Date Published: January 25, 2017
Publisher: Public Library of Science
Author(s): Carlo de Oliveira Martins, Lea Demarchi, Frederico Moraes Ferreira, Pablo Maria Alberto Pomerantzeff, Carlos Brandao, Roney Orismar Sampaio, Guilherme Sobreira Spina, Jorge Kalil, Edecio Cunha-Neto, Luiza Guilherme, Katherine Yutzey.
Autoimmune inflammatory reactions leading to rheumatic fever (RF) and rheumatic heart disease (RHD) result from untreated Streptococcus pyogenes throat infections in individuals who exhibit genetic susceptibility. Immune effector mechanisms have been described that lead to heart tissue damage culminating in mitral and aortic valve dysfunctions. In myxomatous valve degeneration (MXD), the mitral valve is also damaged due to non-inflammatory mechanisms. Both diseases are characterized by structural valve disarray and a previous proteomic analysis of them has disclosed a distinct profile of matrix/structural proteins differentially expressed. Given their relevance in organizing valve tissue, we quantitatively evaluated the expression of vimentin, collagen VI, lumican, and vitronectin as well as performed immunohistochemical analysis of their distribution in valve tissue lesions of patients in both diseases. We identified abundant expression of two isoforms of vimentin (45 kDa, 42 kDa) with reduced expression of the full-size protein (54 kDa) in RHD valves. We also found increased vitronectin expression, reduced collagen VI expression and similar lumican expression between RHD and MXD valves. Immunohistochemical analysis indicated disrupted patterns of these proteins in myxomatous degeneration valves and disorganized distribution in rheumatic heart disease valves that correlated with clinical manifestations such as valve regurgitation or stenosis. Confocal microscopy analysis revealed a diverse pattern of distribution of collagen VI and lumican into RHD and MXD valves. Altogether, these results demonstrated distinct patterns of altered valve expression and tissue distribution/organization of structural/matrix proteins that play important pathophysiological roles in both valve diseases.

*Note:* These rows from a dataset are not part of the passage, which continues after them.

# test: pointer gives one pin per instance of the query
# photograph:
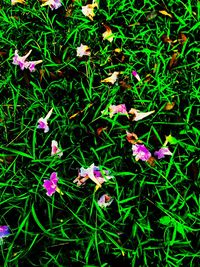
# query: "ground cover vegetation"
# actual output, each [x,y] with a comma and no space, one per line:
[99,123]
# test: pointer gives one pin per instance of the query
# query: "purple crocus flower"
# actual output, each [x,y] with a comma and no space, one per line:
[55,149]
[141,152]
[51,185]
[135,74]
[32,65]
[162,152]
[53,4]
[4,231]
[105,201]
[94,173]
[21,61]
[42,122]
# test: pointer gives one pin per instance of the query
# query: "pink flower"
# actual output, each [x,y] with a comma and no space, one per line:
[94,173]
[51,185]
[4,231]
[55,149]
[112,79]
[104,201]
[32,64]
[21,61]
[113,109]
[139,115]
[88,10]
[53,4]
[135,74]
[83,51]
[141,152]
[162,152]
[43,122]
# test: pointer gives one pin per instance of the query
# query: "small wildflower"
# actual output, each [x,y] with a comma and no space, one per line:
[55,149]
[162,152]
[83,51]
[132,138]
[135,74]
[4,231]
[107,35]
[53,4]
[32,64]
[104,201]
[88,10]
[51,185]
[113,109]
[14,2]
[43,122]
[21,61]
[139,115]
[112,79]
[94,173]
[141,152]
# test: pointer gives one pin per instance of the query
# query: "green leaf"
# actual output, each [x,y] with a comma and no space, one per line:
[165,220]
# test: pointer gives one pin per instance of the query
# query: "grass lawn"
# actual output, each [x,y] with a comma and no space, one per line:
[116,86]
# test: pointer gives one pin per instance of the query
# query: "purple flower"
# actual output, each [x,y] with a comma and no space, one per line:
[4,231]
[42,122]
[21,61]
[55,149]
[51,185]
[32,65]
[162,152]
[94,173]
[53,4]
[141,152]
[105,201]
[135,74]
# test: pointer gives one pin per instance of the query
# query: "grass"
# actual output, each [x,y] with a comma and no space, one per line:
[154,218]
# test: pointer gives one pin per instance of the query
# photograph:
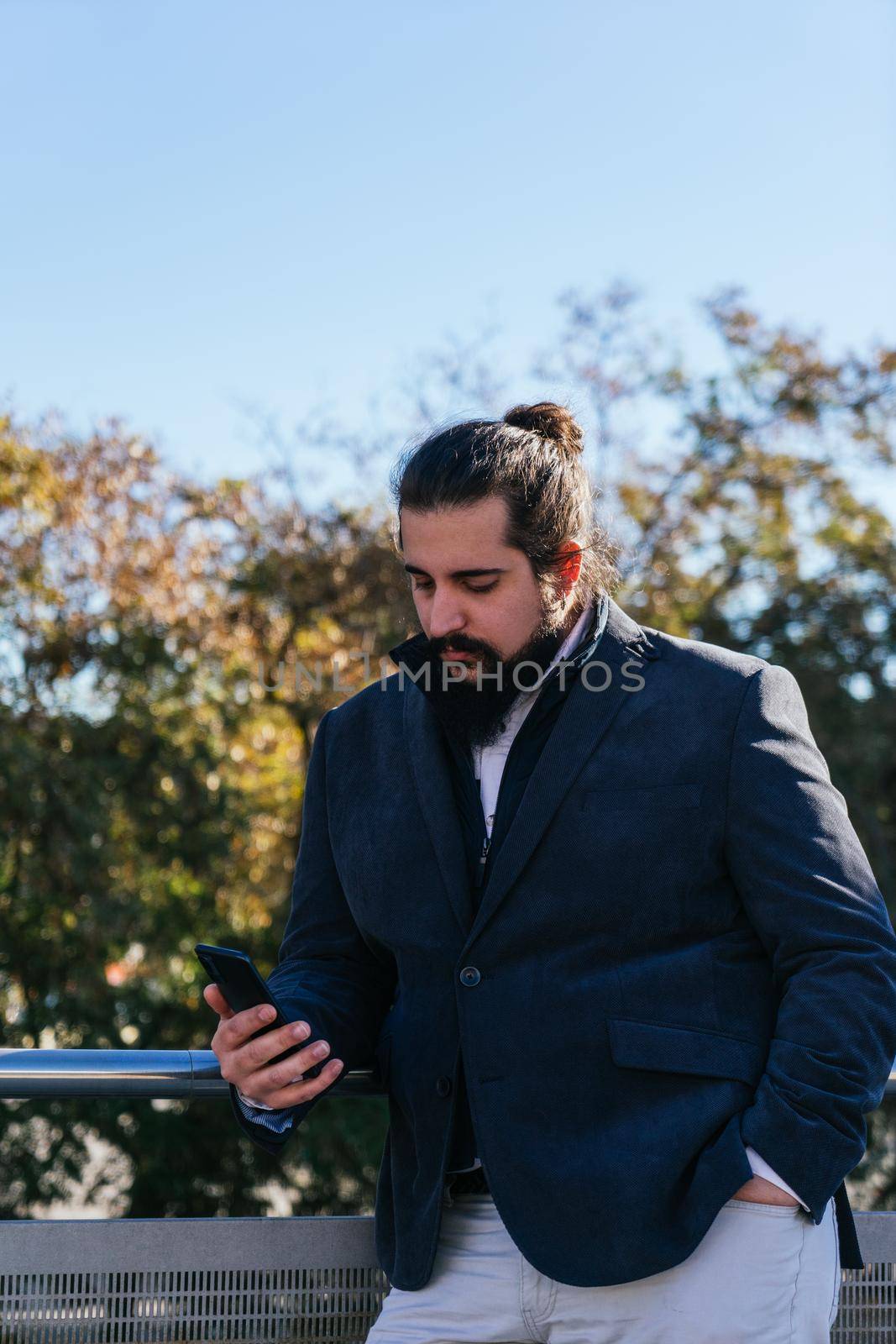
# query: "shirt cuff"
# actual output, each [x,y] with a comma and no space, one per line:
[268,1116]
[761,1168]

Rheumatic fever (RF) results after approximately two weeks of a throat infection by Streptococcus pyogenes and affects non-treated susceptible children and teenagers. Rheumatic heart disease (RHD) is the major sequel occurring in approximately 60% of the cases. Recently, an update of the disease noted that greater than 34 million cases of RHD are estimated to occur worldwide, causing over 10 million disability adjusted life years and 275,000 deaths each year (reviewed by Carapetis et al. and by Remenyi et al.) [1,2].
As RHD and MXD present diverse etiologies and mechanisms that culminate in valve damage, in the present work our aim was to evaluated the pattern of distribution of some proteins in the valve tissue of both diseases. Interestingly, we observed that collagen VI protein presented similar pattern in the valve tissue of both diseases, while other proteins here analyzed displayed distinct pattern.